金の里に来た始めの頃は、里の子供たちや大人の狐たちがひそひそと陰口を叩いていたことをタガネに言ってみても、「そんなことは気にするな」と返ってくるだけだった。確かに、タガネと、タガネの屋敷に仕えている数人の狐はシロガネに対してそんなことを言ってはこない。が、それは皆大人であり、うまく感情を隠しているだけかもしれない。だから、「気にするな」という言葉をいまいち信用できずにいたのだった。
シロガネに、できそこない、という言葉は冷たく尖った硝子の破片のように突き刺さる。自分が、出来損ないではなかったら、と考えてしまうことは何度もあった。
(フウエンも、心の中では、そう思っているのか)
シロガネはフウエンを信用しかかっていた。からかったりふざけたりすることは多いが、フウエンの言う通りにすると失敗はしなかった。当然のように三食の飯も用意してくれるし、さりげなくシロガネを補助してくれている様子もあったからだ。
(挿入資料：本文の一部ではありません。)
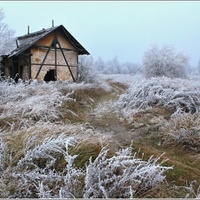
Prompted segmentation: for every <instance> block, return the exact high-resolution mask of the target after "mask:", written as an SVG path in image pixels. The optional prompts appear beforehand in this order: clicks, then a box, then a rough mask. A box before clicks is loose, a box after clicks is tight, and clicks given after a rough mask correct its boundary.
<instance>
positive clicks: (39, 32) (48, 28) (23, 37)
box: [16, 26, 59, 40]
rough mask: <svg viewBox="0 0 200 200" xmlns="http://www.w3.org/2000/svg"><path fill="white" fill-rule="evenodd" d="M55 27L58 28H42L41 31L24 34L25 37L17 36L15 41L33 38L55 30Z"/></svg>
mask: <svg viewBox="0 0 200 200" xmlns="http://www.w3.org/2000/svg"><path fill="white" fill-rule="evenodd" d="M57 27H59V26H54V27H51V28H46V29H45V28H43V29H42V30H39V31H35V32H32V33H28V34H25V35H21V36H18V37H17V38H16V39H17V40H20V39H24V38H28V37H33V36H35V35H38V34H42V33H45V32H48V31H50V30H53V29H56V28H57Z"/></svg>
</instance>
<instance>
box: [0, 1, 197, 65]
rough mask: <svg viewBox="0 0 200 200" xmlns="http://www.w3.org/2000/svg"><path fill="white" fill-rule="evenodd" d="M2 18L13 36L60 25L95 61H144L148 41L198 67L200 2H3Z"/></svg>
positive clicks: (131, 1) (22, 34)
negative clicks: (61, 25) (182, 51)
mask: <svg viewBox="0 0 200 200" xmlns="http://www.w3.org/2000/svg"><path fill="white" fill-rule="evenodd" d="M0 8H3V11H4V14H5V19H4V22H5V23H7V24H8V25H9V27H10V28H12V29H14V30H15V31H16V36H20V35H24V34H26V33H27V27H28V26H30V32H34V31H38V30H41V29H42V28H50V27H51V25H52V20H54V25H55V26H58V25H61V24H62V25H64V26H65V28H66V29H67V30H68V31H69V32H70V33H71V34H72V35H73V36H74V37H75V38H76V39H77V40H78V41H79V42H80V43H81V44H82V45H83V46H84V47H85V48H86V49H87V50H88V51H89V52H90V54H91V55H92V56H93V57H94V58H95V59H97V58H98V57H101V58H102V59H103V60H105V61H106V60H109V59H113V58H114V57H115V56H117V57H118V60H119V61H120V62H125V61H129V62H133V63H142V56H143V54H144V52H145V51H146V50H147V49H149V48H150V47H151V45H154V44H156V45H158V46H160V47H161V46H163V45H164V44H167V45H173V46H174V47H175V49H176V50H177V51H184V52H185V53H186V54H187V55H188V56H189V57H190V64H191V65H192V66H197V64H198V61H199V59H200V2H197V1H194V2H191V1H182V2H180V1H177V2H174V1H160V2H159V1H110V2H108V1H96V2H95V1H85V2H84V1H71V2H69V1H60V2H59V1H43V2H41V1H33V2H30V1H21V2H16V1H13V2H12V1H5V2H2V1H1V2H0Z"/></svg>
(でも本当は、迷惑だと思って、出来損ないの俺を仕方なく面倒見ているんだろうか)
答えのない問いだった。誰が答えてくれるわけでもなく、フウエンにしか分からない。シロガネが考えても仕方のないことだ。それでも、思考はどんどん悪いほうへ冴えてゆく。
いっそ、逃げ出してしまおうか。本当にできなくても、と、シロガネはおもむろに布団の上へ立ち上がった。横になっていると、涙まで出てきそうな気がした。